Face à ce consensus mémorial, comment recevoir la férocité critique, qui n’a eu d’égale que l’unanimité autour des quinze chansons de Dance me? Retour, donc, sur un enjeu sensible : fusionner un géant de la musique populaire avec une ambitieuse démonstration dansée.
C’est par une ouverture magistrale que débute Dance me. Les noirs soyeux et théâtraux des éclairages, d’une beauté qui ne se dément pas de la soirée, découpent l’espace, soulignant la sensualité, opposant les gris fumeux des images projetées ou les flocons de neige aux noirs sur noirs, tel un supplément d’âme à la musique. Dès l’avancée des danseurs depuis le fond de scène, quatorze interprètes à l’adresse physique incomparable (ce qui n’exclut ni la fragilité, ni le risque, ni les blessures) rendent hommage à Cohen devant un public de fans. Or certains amateurs d’absolu exigent un plus d’utopie par la danse, comme si, de la proposition scénique, l’idole absente, le chanteur souverain allait se réincarner.
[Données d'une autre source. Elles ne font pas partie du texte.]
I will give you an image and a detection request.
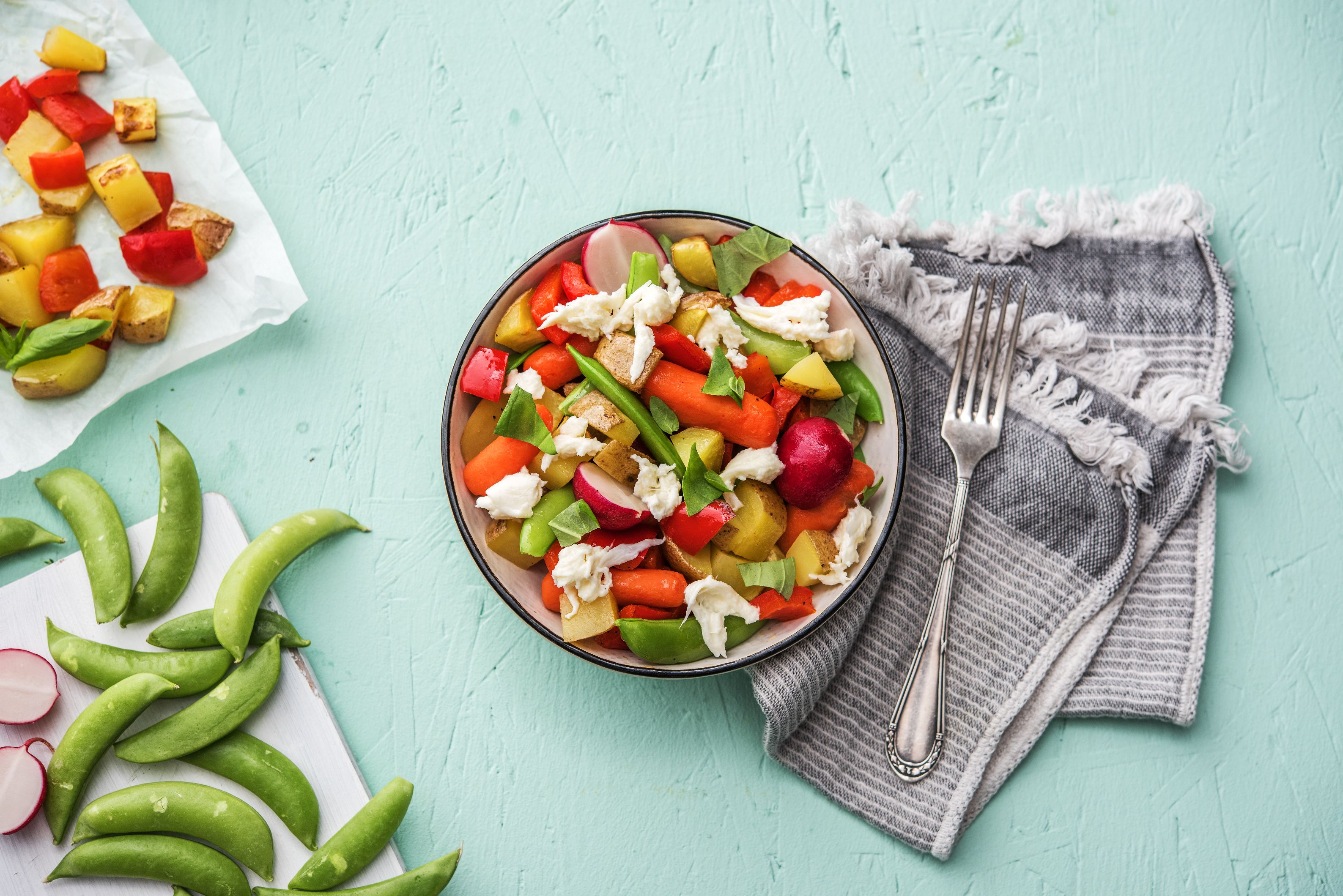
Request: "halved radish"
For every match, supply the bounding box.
[573,460,653,530]
[0,647,60,724]
[583,221,667,292]
[0,738,51,834]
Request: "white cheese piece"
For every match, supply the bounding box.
[817,504,872,585]
[685,575,760,656]
[732,290,830,342]
[633,455,681,522]
[475,467,545,519]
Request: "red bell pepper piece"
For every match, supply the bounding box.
[456,346,508,401]
[121,231,207,286]
[129,172,173,233]
[41,94,114,144]
[24,68,79,99]
[0,78,38,144]
[653,323,714,373]
[662,497,736,554]
[751,585,817,620]
[28,144,89,189]
[38,246,98,314]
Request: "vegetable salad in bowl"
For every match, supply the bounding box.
[443,212,904,675]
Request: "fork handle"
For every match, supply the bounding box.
[886,476,970,781]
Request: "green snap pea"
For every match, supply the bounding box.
[145,610,312,650]
[117,636,280,762]
[517,486,576,557]
[826,361,886,423]
[43,672,177,845]
[47,620,232,697]
[0,516,66,557]
[46,834,247,896]
[564,345,685,476]
[177,731,318,849]
[617,616,765,665]
[36,467,130,624]
[71,781,275,880]
[215,508,368,661]
[252,849,462,896]
[289,778,415,889]
[121,424,203,628]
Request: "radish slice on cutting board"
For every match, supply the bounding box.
[0,647,60,724]
[583,221,667,292]
[0,738,51,834]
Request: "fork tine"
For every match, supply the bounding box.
[992,283,1026,426]
[944,273,979,420]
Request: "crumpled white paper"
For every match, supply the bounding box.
[0,0,307,479]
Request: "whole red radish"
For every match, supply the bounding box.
[773,417,853,510]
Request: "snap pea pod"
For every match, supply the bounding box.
[121,424,203,628]
[71,781,275,880]
[565,345,685,476]
[826,361,886,423]
[617,616,765,665]
[177,731,318,849]
[0,516,66,557]
[145,610,312,650]
[36,467,130,623]
[117,636,280,762]
[46,834,247,896]
[43,672,177,845]
[252,849,462,896]
[47,620,234,697]
[517,486,578,557]
[215,508,368,661]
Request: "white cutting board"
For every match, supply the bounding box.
[0,492,406,896]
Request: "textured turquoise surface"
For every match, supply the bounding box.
[0,0,1343,893]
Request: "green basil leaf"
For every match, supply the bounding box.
[5,318,112,370]
[649,396,681,434]
[551,500,602,547]
[700,345,747,405]
[494,386,555,455]
[709,227,792,298]
[737,557,798,600]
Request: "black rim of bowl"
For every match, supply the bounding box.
[439,209,908,679]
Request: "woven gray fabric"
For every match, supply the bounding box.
[752,186,1246,858]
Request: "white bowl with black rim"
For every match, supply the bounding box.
[442,210,907,679]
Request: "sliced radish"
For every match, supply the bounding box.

Il y a une longue relation d’amour-haine critique entre Louis Robitaille et les médias québécois. Le danseur phare des Grands Ballets (GBCM) est une figure majeure de l’histoire de la danse québécoise. Nul doute que sa compagnie, où la fulgurante Céline Cassone a volé dans la grâce de Suzanne, a hérité de son style : le travail atteint une telle perfection ballétique que la compagnie accomplit désormais des exploits, grâce à la vitesse athlétique et sans faille des interprètes. Or, la vitesse est le nœud de la guerre d’une certaine danse québécoise, associée à Édouard Lock. Qu’on en retrouve des accents et des figures dans Dance me peut séduire ou irriter qui se souvient que le style de Lock brûla à la fin de sa propre incandescence.
Histoire de danse, donc : l’esthétique des BJM, plus éthérée qu’incarnée, est loin de l’esprit de la communion collective, qui réunirait les admiratifs de Cohen et les amateurs d’une danse aux antipodes de la plasticité linéaire. Peut-on dès lors plaire à tous ? La critique de Dance me proteste contre le fait qu’on y commémore Cohen dans une modernité répudiée pour son manque d’imagination. Ce point de vue sied à un accompagnement critique d’avant-garde. Du côté musical, Dance me, toute perfection d’exécution constatée, n’épouse pas la singularité de Cohen ; pour les puristes de tout acabit, seul Cohen, ce soir-là, réalisait l’exploit de ne pas verser du côté de l’archive.
Qu’avons-nous vu, pourtant? Des trois chorégraphes talentueux, nous en connaissions déjà deux aux BJM. L’absence de progression dramatique décline un invariant du mouvement, qui fait plafonner la danse dans une surenchère ratant le poème. Cette danse détourne inévitablement l’attention vers la gravité de Cohen. Car c’est là que la poésie triomphe. On se prend à l’écouter attentivement, dans les textes insérés en silence qui versent leur puissant monde langagier sur la scène, engageant la réflexion, les rythmes propres, la langue tourmentée et les formules frappantes du poète. Moments de vraie capture de notre intérêt.
La séquence des choix musicaux est belle ; elle a privilégié les enregistrements de concert, les voix multiples et orchestrées, et l’ouverture de Cohen aux cultures, aux traditions du chant et aux mélodies contrastées qui font frissonner. Il manquait toutefois Dance me, œuvre phare du titre, l’interprète pivot de cette pièce s’étant blessé.
Demeure pourtant le point faible, celui de ne pas combler l’absence orchestrale et vocale de Cohen. Que dire de la sonorisation bruyante des basses, tandis que se risquent la guitare hésitante ? De la voix ténue, fragile, à la merci d’une manifestation, dans la salle par chance médusée, d’une danseuse qui entonne Hallelujah et So Long, Marianne? Sensible, ce défi-ci est relevé, mais passe près de tout gâcher.
Cohen ne souffre aucun faire-valoir. La danse, toute magnifique qu’elle soit, éveille un sentiment d’amour-haine, celui qu’on adresse aux idoles sécularisées. Robitaille a touché un tabou, consacré par la mort. Il y fallait un sacrifice, et la critique aime trancher. C’est de l’interdit qu’elle se fait l’instrument, quand il s’agit plutôt, dans Dance me, de rêver à distance d’un objet culturel internationalement convoité et à Montréal trop ou mal aimé, fuyant à jamais hors d’un monde que Cohen lui-même avait répudié.